Gov. Pritzker gives Democrats near-record power in Illinois
SPRINGFIELD, Ill. — Billionaire J.B. Pritzker took the oath Monday as Illinois governor, giving Democrats nearly unprecedented power at the Statehouse after four years of divided government only worsened the economic woes of a state billions of dollars in debt.
The 53-year-old heir to the Hyatt hotel chain defeated Republican predecessor Bruce Rauner in November. Throughout his four years in office, Rauner clashed with Democrats who dominate the Legislature, including the longest stretch without a spending plan of any state since the Great Depression.
Pritzker has pledged to revise the state income tax structure to make wealthy taxpayers pay a greater share. He will likely move quickly in the just-begun session of the General Assembly to legalize the recreational use of marijuana and to compile a long-desired capital construction plan to fix roads, bridges and schools.
He also wants to raise the minimum wage. Democrats previously approved a phased-in approach that would have increased the wage to $15 by 2022, but Rauner vetoed it.
Circumstances have set the bar low for Pritzker success. Rauner will forever be remembered as the governor whose insistence on implementing his conservative agenda in exchange for a state budget agreement meant a two-year stalemate on a spending plan with Democrats in the Legislature.

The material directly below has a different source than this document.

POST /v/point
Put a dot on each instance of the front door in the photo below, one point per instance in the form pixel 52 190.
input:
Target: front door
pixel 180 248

Democratic lawmakers share in the blame, but they remain in office, having won near-record majorities in both the House and Senate, and can shape the interpretation of history. In the past 140 years, the 74-44 Democratic House majority is second only to the party’s strength in 1965-67 and the Senate’s 40 Democrats to 19 Republicans matches the 2013-15 count and, as a percentage, falls behind only the Democrats’ 1935-37 majority.

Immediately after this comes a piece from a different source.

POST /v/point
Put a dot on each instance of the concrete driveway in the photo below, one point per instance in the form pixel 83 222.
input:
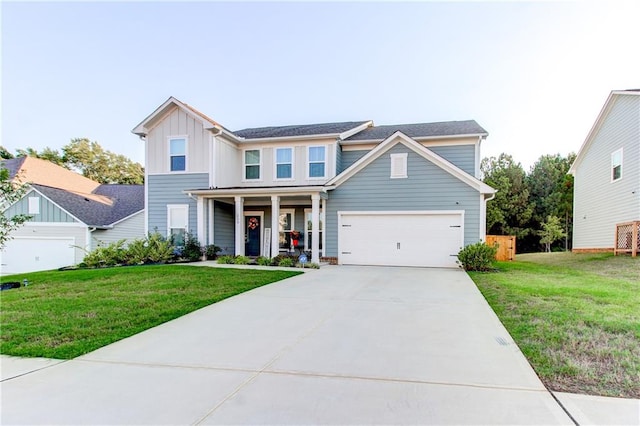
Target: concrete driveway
pixel 342 345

Nonetheless, Pritzker faces fiscal problems resulting from the budget impasse and even before, including overdue bills totaling $7.5 billion and a haunting, $130 billion shortfall in what the state owes to its pension plans. The Rauner administration last fall predicted the current state budget will fall $500 million short at the end of the fiscal year June 30, although tax revenues in the first six months of the budget year ran 10 percent ahead of the previous year.
After Monday’s inauguration, Democrats comprise the entire statewide slate. Incoming Lt. Gov. Julianna Stratton and Attorney General Kwame Raoul were inaugurated, and Secretary of State Jesse White, Comptroller Susana Mendoza and Treasurer Michael Frerichs were sworn in to new terms.